La route couvre 208 kilomètres entre Vladikavkaz et Tbilissi. Elle ne fut achevée qu’en 1863 et dès l’origine, c’était une route à deux ou trois voies, celle-là même qui fut photographiée il y a plus d’un siècle par Ermakov. Tronçon par tronçon, elle a été continuellement reprise, élargie, réparée. Le trafic, qui avait fermé entre 2006 et 2010 du fait des tensions puis de la guerre entre la Géorgie et la Russie, a d’abord repris pour permettre de freiner l’asphyxie de l’Arménie. Il est désormais à nouveau possible de passer la frontière russo-géorgienne — mais le temps d’attente reste très long compte-tenu des difficultés administratives habituelles. La route elle-même a été largement refaite ces dernières années, à l’exception de deux points : la partie qui correspond à la montée puis la redescente du col de la Croix — le col de Jvari — qui souffre des effets de la neige et du gel ; et la partie qui précède le poste frontière dans la gorge de Darial parce qu’on y construit depuis peu un barrage sur le Terek.

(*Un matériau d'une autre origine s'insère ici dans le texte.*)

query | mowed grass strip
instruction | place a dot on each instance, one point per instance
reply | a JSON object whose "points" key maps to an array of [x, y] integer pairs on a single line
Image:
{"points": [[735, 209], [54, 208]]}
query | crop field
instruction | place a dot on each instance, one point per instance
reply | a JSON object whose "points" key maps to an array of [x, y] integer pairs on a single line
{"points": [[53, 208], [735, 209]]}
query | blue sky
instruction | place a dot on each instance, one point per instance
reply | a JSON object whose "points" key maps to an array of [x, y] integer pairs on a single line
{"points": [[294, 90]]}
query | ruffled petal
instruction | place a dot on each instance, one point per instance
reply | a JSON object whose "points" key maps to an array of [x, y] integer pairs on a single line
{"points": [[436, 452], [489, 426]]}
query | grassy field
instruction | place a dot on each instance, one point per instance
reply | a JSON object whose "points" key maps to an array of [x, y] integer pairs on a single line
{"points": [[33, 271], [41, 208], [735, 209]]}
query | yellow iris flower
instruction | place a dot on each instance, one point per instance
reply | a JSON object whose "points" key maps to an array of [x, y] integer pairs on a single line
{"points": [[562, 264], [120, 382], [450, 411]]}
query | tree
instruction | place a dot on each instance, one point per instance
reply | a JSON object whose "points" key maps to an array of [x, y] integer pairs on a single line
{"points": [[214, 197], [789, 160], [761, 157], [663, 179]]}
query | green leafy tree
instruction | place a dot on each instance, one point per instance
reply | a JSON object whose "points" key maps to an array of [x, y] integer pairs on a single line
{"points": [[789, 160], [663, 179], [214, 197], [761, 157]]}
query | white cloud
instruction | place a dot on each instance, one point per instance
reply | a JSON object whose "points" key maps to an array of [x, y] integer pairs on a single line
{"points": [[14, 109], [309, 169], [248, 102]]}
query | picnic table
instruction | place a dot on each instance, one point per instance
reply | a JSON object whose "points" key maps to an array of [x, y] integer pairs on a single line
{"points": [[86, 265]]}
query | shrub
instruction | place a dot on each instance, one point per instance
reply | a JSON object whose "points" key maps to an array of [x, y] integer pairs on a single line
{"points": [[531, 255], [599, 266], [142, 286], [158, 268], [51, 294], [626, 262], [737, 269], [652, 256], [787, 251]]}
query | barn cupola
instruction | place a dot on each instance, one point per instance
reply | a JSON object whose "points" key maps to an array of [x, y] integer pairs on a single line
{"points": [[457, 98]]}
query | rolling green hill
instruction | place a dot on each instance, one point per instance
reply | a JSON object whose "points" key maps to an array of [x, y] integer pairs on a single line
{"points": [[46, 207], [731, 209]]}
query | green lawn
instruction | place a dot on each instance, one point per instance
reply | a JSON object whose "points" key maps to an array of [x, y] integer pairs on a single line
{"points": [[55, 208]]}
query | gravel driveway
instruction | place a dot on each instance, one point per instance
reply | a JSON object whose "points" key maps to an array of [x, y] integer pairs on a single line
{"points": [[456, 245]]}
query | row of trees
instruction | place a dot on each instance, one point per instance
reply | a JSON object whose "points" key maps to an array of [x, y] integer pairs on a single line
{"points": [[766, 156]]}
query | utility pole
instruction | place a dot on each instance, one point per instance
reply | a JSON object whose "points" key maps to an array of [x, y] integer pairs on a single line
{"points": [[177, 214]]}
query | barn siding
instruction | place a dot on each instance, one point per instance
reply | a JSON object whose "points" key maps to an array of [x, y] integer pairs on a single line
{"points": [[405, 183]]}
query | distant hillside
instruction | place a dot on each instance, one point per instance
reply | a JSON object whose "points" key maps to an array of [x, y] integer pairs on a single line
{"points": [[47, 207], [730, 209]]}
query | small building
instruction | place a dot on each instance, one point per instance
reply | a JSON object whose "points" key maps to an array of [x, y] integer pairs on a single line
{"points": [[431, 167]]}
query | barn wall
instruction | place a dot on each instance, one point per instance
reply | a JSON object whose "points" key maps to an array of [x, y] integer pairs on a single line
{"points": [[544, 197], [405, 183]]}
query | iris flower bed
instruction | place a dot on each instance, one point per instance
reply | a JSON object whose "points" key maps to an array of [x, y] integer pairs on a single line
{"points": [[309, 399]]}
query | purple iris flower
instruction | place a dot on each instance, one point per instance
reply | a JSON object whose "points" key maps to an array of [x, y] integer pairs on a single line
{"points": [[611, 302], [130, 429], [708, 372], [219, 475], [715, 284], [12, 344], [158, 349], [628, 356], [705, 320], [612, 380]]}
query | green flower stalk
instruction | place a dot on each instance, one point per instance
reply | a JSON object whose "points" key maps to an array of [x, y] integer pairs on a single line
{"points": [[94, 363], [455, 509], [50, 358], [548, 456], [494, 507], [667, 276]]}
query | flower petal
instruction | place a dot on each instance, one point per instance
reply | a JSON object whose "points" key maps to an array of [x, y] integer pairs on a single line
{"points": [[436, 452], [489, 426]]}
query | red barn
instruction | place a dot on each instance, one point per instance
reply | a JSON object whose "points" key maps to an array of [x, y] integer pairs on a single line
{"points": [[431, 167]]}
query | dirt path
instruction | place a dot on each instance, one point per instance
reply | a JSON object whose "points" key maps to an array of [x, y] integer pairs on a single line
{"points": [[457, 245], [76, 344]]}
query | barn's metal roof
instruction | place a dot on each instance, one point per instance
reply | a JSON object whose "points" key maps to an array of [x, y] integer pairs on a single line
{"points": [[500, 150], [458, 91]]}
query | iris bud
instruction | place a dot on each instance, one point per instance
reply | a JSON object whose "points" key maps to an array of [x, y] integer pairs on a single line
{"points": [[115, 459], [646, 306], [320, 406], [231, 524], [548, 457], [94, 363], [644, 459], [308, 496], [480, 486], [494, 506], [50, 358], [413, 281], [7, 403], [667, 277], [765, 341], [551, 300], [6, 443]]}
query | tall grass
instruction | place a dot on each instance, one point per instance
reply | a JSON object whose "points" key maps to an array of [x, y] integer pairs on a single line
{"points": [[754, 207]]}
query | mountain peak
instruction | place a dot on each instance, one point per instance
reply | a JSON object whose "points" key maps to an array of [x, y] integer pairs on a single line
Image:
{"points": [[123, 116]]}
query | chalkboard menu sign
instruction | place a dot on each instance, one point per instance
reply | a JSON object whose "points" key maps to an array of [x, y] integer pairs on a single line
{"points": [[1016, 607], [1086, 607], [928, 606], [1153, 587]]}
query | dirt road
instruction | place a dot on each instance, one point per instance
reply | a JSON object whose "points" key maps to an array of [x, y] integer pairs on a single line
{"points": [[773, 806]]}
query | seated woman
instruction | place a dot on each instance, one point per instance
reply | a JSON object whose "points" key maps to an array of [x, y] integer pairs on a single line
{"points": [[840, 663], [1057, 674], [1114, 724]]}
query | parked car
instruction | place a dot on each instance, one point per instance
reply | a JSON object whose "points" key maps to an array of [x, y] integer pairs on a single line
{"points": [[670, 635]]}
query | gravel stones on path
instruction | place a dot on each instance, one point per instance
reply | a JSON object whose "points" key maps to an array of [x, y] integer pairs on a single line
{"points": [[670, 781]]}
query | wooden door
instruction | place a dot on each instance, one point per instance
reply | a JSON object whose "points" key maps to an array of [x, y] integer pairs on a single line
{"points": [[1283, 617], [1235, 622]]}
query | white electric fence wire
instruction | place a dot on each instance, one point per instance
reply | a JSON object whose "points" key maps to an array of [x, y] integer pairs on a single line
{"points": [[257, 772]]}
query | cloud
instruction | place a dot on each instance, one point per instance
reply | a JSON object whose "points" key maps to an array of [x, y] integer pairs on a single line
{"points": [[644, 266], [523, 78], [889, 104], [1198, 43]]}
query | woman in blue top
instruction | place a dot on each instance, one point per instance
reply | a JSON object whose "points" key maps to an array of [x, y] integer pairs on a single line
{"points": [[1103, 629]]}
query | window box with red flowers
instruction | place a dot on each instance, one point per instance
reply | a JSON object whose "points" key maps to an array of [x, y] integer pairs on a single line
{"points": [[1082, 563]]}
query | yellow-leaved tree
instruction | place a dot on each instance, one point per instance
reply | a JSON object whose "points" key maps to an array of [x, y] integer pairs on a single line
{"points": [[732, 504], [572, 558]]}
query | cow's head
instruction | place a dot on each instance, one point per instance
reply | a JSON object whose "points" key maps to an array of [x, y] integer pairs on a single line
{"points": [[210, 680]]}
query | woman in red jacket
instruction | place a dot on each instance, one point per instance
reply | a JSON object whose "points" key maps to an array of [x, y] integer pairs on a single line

Régulièrement, au XIXe siècle, des relais de poste permettaient de changer les chevaux, là où aujourd’hui, de loin en loin, on pourrait croiser un poste d’essence — mais il n’y en a qu’un entre le col et la frontière russe, les habitants préférant acheter de l’essence russe de contrebande, bien moins chère. Ces anciens relais, quand ils subsistent, sont sans doute ceux qu’Ermakov a photographiés au début du XXe siècle.

Aujourd’hui comme autrefois, on croise des gargotes où tant les voyageurs que les habitants du cru peuvent consommer des khinkali ou des pirojki.

A la frontière avec la Russie, au-dessus d’une station électrique ornée de l’étoile soviétique, on construit une église : l’extérieur est encore inachevé mais à l’intérieur, un jeune pope vend des souvenirs et des cierges.

On ne voit plus de chameaux, mais des vaches, oui, partout, et des moutons aussi parfois : ainsi l’autre soir, juste avant le passage du col, la nuit étant tombée, le conducteur de la marchroutka où je me trouvais s’est arrêté sur le bas côté et a appelé, puis sifflé longuement dans l’obscurité. Rien ni personne n’a répondu. Il a redémarré pour traverser la route et se lancer sur un terre-plein de gravier gris là où, dans mon souvenir, il ne pouvait y avoir que le vide, et a roulé sur une centaine de mètres jusqu’à un bâtiment à l’abandon — peut-être un ancien hôtel. Mais ce qui est apparu dans le faisceau des phares, ce n’est pas l’hôtel, mais la toison blanche, les cornes enroulées et les yeux effrayés de centaines de moutons, tous pressés les uns contre les autres. Le chauffeur a continué d’appeler par la fenêtre ouverte, ponctuant ses cris de longs sifflets et de coups de klaxon sans que les bêtes ne bougent. Et puis une silhouette est sortie du vide, un homme qui s’approche et vient prendre livraison d’une caisse. On ouvre toutes les portes, on sort les bagages, les sacs, les cartons jusqu’à retrouver la caisse et au revoir, demi-tour avec les phares qui balayent une dernière fois le troupeau toujours immobile, fasciné par la lumière. On repart.


Sur la moitié sud de la route, venant de Tbilissi, dans la vallée de l’Agvari, la route reste en hauteur par rapport à la rivière et au lac de retenue qui s’étale entre Ananauri et Mtskheta. Sur la moitié nord, la route entre Sioni et Kazbegi est en fond de vallée, sur la rive droite du Tergi — le Terek —, à deux mètres peut-être seulement au-dessus du courant. Au-delà, entre Kazbegi et Tsdo, la route passe sur la rive gauche, elle est très haute au-dessus d’un précipice, puis elle redescend et revient sur la rive droite vers la gorge de Darial.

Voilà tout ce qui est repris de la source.